While this was not a big issue with older sequencing technologies,
it has become relevant with current protocols which produce longer sequences.
For instance, in a 2012 ENCODE Illumina Hi-Seq dataset \cite{rossell:2014} found that roughly 2 out of 3 read pairs visited $\geq 3$ exons.

\texttt{casper} summarizes the data by recording the {\it exon path} followed by each pair,
and subsequently counts the number of exons following each path.
For instance, suppose that the left end visits exons 1 and 2, while the right end visits exon 3.
In this case we would record the path \texttt{1.2-3},
and count the number of reads which also visit the same sequence of exons.
Table \ref{tab:sampledata} illustrates how these summaries might look like for a gene with 3 exons
(examples in subsequent sections show counts for experimental data).
The first row indicates there are 210 sequences for which both ends only overlap with exon 1.
The second and third rows contain counts for exons 2 and 3.
The fourth row indicates that for 90 sequences the left end visited exon 1 and the right end exon 2.
The fifth row illustrates the gain of information associated to considering exon paths:
we have 205 pairs where the left end visits exons 1-2 and the right end visits exon 3.
These reads can only have originated from a variant that contains the three exons in the gene,
and hence are highly informative.
If we only counted pairwise connections, this information would be lost
(and incidentally, the usual assumption that counts are independent would be violated).
The sixth row indicates that 106 additional pairs visited exons 1-2-3, but they did so in a different manner
(now it's the right end the one that visits two exons).
In this simplified example rows 5 and 6 give essentially the same information and could be combined,
but for longer genes they do provide different information.

\begin{table}
\begin{center}
\begin{tabular}{|c|r|r|r|} \hline
 Path & Number of read pairs & $P(\mbox{path} \mid v_1)$ & $P(\mbox{path} \mid v_2)$ \\ \hline
 1-1 &   210    & 0.2  & 0.35 \\
 2-2 &   95     & 0.1  & 0.25 \\
 3-3 &   145    & 0.15 & 0    \\
 1-2 &   90    & 0.1  & 0.4  \\
 1.2-3 & 205    & 0.2  & 0    \\
 1-2.3 & 106    & 0.1  & 0    \\
 2-3 &   149    & 0.15 & 0    \\
\hline
\end{tabular}
\end{center}
\caption{Exon path counts is the basic data fed into \texttt{casper}. Counts are compared to the probability of observing each path under each considered variant.}
\label{tab:sampledata}
\end{table}

Now suppose that the gene has two known variants: the full variant $v_1$ (i.e. using the 3 exons) and the variant $v_2$ which only contains exons 1 and 2.
The third column in Table \ref{tab:sampledata} shows the probability that a read pair generated from $v_1$ follows each path,
and similarly the fourth column for $v_2$.
These probabilities are simply meant as an example, in practice \texttt{casper} estimates these probabilities precisely
by considering the fragment length distribution and possible read non-uniformity.
Notice that read pairs generated under $v_2$ have zero probability of following any path that visits exon 3,
as $v_2$ does not contain this exon.
Further, the proportion of observed counts following each path is very close to what one would expect if all reads came from $v_1$,
hence intuitively one would estimate that the expression of $v_1$ must be close to 1.
From a statistical point of view, estimating the proportion of pairs generated by each variant can be viewed
as a mixture model where the aim is to estimate the weight of each component (i.e. variant) in the mixture.
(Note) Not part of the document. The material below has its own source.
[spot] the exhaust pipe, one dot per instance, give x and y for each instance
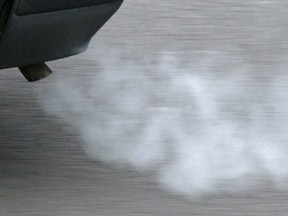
(35, 72)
A key point is that, in order to determine the probability of each path, one would need to know the
distribution of fragment lengths (i.e. outer distance between pairs)
and read starts (e.g. read non-uniformity due to 3' biases).
These quantities are in general not known, and in our experience reports from sequencing facilities are oftentimes inaccurate.
Further, these distributions may differ substantially from simple parametric forms that are usually assumed
({\it e.g.} the fragment length distribution is not well approximated by a Normal or Poisson distribution).
Instead, \cite{rossell:2014} proposed estimating these distributions non-parametrically from the observed data.
In short, these distributions are estimated by selecting reads mapping to long exons (fragment size) 
or to genes with a single known transcript (read start).
There are typically millions of such reads, therefore the estimates can be obtained at a very high precision.
Examples are shown in subsequent sections (note: the illustration uses a small subset of reads, in real applications the
estimates are much more precise). 

Finally we highlight a more technical issue. 
By default \texttt{casper} uses a prior distribution which,
while being essentially non-informative, it pushes the estimates away from the boundaries (e.g. variants with 0 expression)
and thus helps reduce the estimation error.
The theoretical justification lies in the typical arguments in favor of pooling that stem from Stein's paradox and related work.
Empirical results in \cite{rossell:2014} show that, by combining all the features described above, \texttt{casper} may reduce the estimation error by a factor of 4
when compared to another popular method.
Currently, \texttt{casper} implements methods to estimate the expression for a set of known variants.
We are in the process of incorporating methodology for de novo variant searches,
and also for sample size calculations, i.e. determining the sequencing depth, read length or the number of patients needed for a given study.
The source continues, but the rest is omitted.